In the 2000 case of Bush vs. Gore, the court took the case because important federal issues were involved, and because the plaintiff (Bush) had undeniable “standing,” since his election was at stake. This raises the issue of who, if anyone, should sue to resolve Obama’s murky place-of-birth issue. How about John McCain? Does John, who refuses to talk about Rev. Wright, have the courage to take this on?
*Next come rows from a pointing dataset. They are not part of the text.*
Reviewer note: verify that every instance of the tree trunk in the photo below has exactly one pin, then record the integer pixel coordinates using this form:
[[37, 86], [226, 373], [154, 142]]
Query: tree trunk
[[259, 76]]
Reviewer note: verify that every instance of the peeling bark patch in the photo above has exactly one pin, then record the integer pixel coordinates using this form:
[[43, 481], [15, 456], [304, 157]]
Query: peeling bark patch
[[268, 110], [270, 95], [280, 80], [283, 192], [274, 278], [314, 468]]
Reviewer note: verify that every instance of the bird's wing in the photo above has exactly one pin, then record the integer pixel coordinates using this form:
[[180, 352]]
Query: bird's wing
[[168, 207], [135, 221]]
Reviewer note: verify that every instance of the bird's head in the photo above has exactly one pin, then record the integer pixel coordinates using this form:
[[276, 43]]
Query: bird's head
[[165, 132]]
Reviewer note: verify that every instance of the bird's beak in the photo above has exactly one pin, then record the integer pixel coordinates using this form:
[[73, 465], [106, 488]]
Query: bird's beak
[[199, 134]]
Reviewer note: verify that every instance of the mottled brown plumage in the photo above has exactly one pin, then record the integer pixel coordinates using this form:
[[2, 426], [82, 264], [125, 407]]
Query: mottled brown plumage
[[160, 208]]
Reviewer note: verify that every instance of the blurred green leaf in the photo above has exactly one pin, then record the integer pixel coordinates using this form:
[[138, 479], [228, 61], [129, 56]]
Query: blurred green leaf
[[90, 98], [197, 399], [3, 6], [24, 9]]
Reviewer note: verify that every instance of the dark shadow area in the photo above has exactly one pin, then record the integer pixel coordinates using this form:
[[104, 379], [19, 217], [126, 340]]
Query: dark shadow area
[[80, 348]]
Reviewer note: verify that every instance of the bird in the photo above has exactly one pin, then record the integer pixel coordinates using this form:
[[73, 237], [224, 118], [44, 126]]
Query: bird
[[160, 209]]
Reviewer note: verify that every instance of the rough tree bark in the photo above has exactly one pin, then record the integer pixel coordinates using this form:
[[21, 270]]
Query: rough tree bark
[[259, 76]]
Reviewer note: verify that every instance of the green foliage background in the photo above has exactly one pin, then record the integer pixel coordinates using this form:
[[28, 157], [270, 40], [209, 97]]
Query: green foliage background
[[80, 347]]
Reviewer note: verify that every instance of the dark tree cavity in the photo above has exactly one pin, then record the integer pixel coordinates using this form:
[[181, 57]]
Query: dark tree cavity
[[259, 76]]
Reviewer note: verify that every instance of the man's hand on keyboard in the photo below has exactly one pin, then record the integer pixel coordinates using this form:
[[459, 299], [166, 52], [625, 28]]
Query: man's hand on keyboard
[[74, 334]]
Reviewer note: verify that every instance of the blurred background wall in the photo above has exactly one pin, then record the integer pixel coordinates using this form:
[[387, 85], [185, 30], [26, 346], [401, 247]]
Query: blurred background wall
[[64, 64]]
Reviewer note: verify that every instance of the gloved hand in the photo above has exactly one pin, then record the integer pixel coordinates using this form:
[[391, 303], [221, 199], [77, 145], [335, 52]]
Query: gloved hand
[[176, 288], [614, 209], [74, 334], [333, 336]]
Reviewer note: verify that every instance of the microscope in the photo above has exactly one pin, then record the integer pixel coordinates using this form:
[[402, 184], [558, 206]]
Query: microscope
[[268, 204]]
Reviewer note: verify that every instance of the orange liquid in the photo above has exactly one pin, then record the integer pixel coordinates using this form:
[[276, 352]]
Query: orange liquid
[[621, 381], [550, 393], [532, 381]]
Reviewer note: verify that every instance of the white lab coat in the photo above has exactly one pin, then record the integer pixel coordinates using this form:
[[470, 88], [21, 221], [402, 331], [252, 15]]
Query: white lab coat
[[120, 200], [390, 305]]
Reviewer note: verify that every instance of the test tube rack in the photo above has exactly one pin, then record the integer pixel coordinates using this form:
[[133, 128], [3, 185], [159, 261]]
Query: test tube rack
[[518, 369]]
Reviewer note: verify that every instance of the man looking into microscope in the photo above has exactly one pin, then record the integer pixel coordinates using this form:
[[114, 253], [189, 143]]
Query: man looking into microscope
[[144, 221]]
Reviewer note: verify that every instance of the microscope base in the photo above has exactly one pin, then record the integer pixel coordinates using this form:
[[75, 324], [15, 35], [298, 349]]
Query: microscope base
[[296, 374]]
Will we soon have a President-elect who was actually born in Kenya, or forfeited his U.S. citizenship when he moved to Indonesia as a child and became an Indonesian citizen?
…
One of the at-large may have commented on this before, or maybe i read it in one of the three million e-mails i’ve read in the last couple of months, but it seems to me that credence should be given to the argument that anyone who has, at some point, taken the oath to “defend and protect” the constitution (e.g., members of congess when they are sworn in, judges, military personnel, law enforcement types, (maybe even lawyers?), automatically has “standing?” if they don’t, then what do those words mean in the context of a swearing in?
that is not to say that i don’t believe that every american citizen should have standing — i believe they do. my argument is that the above list, at the very least, should have standing.
and, to take it one step further, what will it mean when (or if) mr. enigma is sworn in and pledges to “protect and defend” the constitution, when he has already stated publicly that he does not agree with some of it in principle? sorry, i guess i just don’t understand.
and finally, maybe it’s just a procedural thing and one our constitutional law experts among the at-large can explain it, but “…applying to Justice David Souter for an immediate injunction…” has got to be the joke of the century so far! fat chance of that ever happening, wouldn’t you say??!
Jack and Charmaine,
In your attempt to state world views on abortion I am so saddened that you stated what you did about the Chinese people and baby girls. You couldn’t be more wrong!! Surely you know that conservatives in general and Christians depend on people like you to state truth even through a media such as a blog. In case you don’t know, my Yu Yi Ke was given life in China because her parents wanted her to have life. She was placed where she would be found for adoption. Please get your facts straight when making your passionate case on abortion policy.
Sincerely,
Suzanne
Suzanne, thank you for the correction. I didn’t know that there have been real changes to China’s one child policy — both in the law and in practice.
I also didn’t know that China’s culture now places equal love on the first born — regardless of gender — no matter if the first born is either a girl or boy.
I look forward to seeing the new data in China that will show a normal newborn gender ration of 1.05 boys for every 1.00 girl. What is the ratio in China today? 150 boys born for every 100 girls?
And you are certainly right about the culture changing in China. Oddly, it will be through the legal route — lawyers will change China — for good.
In contrast to the USA where most lawyers seem to make the country worse — liberal trial lawyers, anyway.
The difference is that a compelling number of lawyers in China are Christians.
(The only Christian trial lawyer in America is John Edwards. And even he is mistreated. Lookit the pious wife Elizabeth Edwards, Isn’t she going to sue him? For what? A typical liberal diversion? Didn’t she know that a little cheating is what liberals do? As the Bible says, “How dare you sue one another!” Come on Elizabeth, forgive and forget. See how forgiveness helped Hillary Clinton?)
Anyway, look to China to soon be a missionary sending Christian nation where the population has embraced the teachings of Jesus Christ in a national revival — a great awakening. Much like South Korea.